In many cases, it’s because they believe their institutions are the rightful owners. In the early 19th century, British aristocrat Lord Elgin sailed home from Greece with statues and friezes that had once adorned the Parthenon in Athens; the removal, he said, was approved by local Ottoman officials. The Elgin Marbles are now a star attraction at the British Museum in London, but Greece considers them part of its cultural patrimony and has long petitioned for their return. Earlier this year, then–British Culture Minister Michelle Donelan said such a repatriation would open a “complete can of worms,” leading other nations to make restitution requests of the museum. Many of those countries, some curators argue, are not safe for cultural treasures.

What’s the problem?

War, poverty, corruption, and shoddy infrastructure in developing nations can leave artifacts vulnerable to damage, theft, and decay. Some experts consider those solid arguments for leaving looted works where they are: in well-secured museums visited by millions from around the world. “Where else on our planet can we bring together under one roof the fruits of 2 million years of human endeavor?” said George Osborne, head trustee of the British Museum and former Chancellor of the Exchequer. But others, especially non-Westerners, detect echoes of patronizing colonial attitudes in such humanitarian appeals. “It is painful that others always want to teach us about how we preserve our heritage,” said Beninese art historian Didier Houénoudé, “that these others have themselves painstakingly destroyed.”

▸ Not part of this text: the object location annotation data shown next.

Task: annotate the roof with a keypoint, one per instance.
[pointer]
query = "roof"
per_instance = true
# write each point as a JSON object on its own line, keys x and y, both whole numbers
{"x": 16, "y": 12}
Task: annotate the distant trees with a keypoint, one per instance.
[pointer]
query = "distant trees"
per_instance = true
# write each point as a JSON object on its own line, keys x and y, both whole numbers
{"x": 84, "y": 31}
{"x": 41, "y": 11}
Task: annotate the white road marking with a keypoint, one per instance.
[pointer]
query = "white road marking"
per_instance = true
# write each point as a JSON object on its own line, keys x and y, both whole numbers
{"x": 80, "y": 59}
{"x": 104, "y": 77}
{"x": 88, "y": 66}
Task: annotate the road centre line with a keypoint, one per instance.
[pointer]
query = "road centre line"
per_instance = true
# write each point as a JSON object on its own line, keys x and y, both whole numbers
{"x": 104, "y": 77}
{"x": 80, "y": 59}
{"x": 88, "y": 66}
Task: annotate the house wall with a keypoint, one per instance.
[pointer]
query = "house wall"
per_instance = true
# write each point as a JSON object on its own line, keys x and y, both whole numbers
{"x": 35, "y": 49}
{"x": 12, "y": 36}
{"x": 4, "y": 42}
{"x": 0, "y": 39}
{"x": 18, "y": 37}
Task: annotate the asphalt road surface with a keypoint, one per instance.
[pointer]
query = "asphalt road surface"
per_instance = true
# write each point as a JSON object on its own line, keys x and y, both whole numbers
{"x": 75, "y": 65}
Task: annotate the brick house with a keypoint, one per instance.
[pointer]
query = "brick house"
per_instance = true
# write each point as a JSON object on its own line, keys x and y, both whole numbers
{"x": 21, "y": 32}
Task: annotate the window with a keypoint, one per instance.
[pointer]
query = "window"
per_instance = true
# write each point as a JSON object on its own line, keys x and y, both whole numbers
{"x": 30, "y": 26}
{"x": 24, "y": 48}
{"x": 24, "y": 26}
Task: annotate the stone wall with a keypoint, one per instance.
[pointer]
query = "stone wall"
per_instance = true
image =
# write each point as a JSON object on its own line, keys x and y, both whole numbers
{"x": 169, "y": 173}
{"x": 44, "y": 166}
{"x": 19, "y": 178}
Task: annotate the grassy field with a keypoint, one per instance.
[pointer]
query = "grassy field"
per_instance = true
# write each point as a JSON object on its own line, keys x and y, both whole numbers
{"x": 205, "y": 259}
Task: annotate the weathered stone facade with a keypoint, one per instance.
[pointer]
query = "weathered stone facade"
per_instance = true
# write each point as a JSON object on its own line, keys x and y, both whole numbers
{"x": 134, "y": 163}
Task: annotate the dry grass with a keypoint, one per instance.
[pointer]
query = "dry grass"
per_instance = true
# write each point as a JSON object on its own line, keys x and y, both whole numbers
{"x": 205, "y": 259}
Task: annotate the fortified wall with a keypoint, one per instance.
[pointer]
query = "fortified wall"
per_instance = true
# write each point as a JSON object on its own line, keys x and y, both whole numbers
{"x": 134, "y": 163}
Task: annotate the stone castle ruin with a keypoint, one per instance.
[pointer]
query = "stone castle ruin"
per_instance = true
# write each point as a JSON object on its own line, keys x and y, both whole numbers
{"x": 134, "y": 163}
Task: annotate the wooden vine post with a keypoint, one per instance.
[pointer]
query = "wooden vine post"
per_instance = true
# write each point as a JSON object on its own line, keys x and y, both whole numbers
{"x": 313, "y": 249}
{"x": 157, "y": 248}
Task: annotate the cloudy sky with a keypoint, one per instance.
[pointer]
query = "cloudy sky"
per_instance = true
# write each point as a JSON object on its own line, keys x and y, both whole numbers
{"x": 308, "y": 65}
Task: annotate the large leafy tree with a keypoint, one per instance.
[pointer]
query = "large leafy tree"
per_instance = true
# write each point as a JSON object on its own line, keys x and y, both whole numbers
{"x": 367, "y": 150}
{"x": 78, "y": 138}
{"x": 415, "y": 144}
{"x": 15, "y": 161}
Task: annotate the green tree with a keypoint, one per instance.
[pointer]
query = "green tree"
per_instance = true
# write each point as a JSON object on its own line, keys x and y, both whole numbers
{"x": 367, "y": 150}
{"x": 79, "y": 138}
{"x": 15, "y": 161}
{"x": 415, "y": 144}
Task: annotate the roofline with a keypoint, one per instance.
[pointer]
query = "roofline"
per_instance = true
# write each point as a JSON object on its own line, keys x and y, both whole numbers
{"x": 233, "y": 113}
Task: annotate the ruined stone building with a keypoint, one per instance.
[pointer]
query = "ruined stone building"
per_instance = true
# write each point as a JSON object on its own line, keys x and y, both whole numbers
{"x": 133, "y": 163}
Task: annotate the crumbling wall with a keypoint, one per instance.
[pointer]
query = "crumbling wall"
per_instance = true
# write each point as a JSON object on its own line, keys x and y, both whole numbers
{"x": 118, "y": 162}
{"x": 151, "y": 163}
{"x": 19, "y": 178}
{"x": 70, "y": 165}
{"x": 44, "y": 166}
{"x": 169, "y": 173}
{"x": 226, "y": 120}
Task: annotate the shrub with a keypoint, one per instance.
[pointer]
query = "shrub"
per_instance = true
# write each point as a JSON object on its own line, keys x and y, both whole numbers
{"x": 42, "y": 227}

The fate of the Benin Bronzes

In 1897, British troops armed with artillery and machine guns attacked Benin City in present day Nigeria to quash a rebellion; thousands of residents were killed. The British snatched some 3,000 astonishingly intricate brass sculptures from the royal compound. The Benin Bronzes, as they came to be known, eventually landed in collections across Europe and the U.S. In 2007, Western museum directors met with Nigerian officials to discuss repatriation; Germany has since returned 1,100, France 26, and the Smithsonian 29. But in Nigeria, a dispute arose over who should take them: The government, whose flagship art museum sits in disrepair? An internationally funded venture with a museum blueprint by star architect David Adjaye? Or the oba, the traditional ruler whose ancestors commissioned the sculptures? Last spring, outgoing Nigerian President Muhammadu Buhari decreed the oba should have them. The powerless, cash-strapped monarch has not displayed the artifacts publicly and refuses international oversight. Some fear he may sell them to foreign buyers. “In the name of reversing old wrongs,” David Frum wrote in The Atlantic, “modern decision makers are in danger of committing grave new ones.”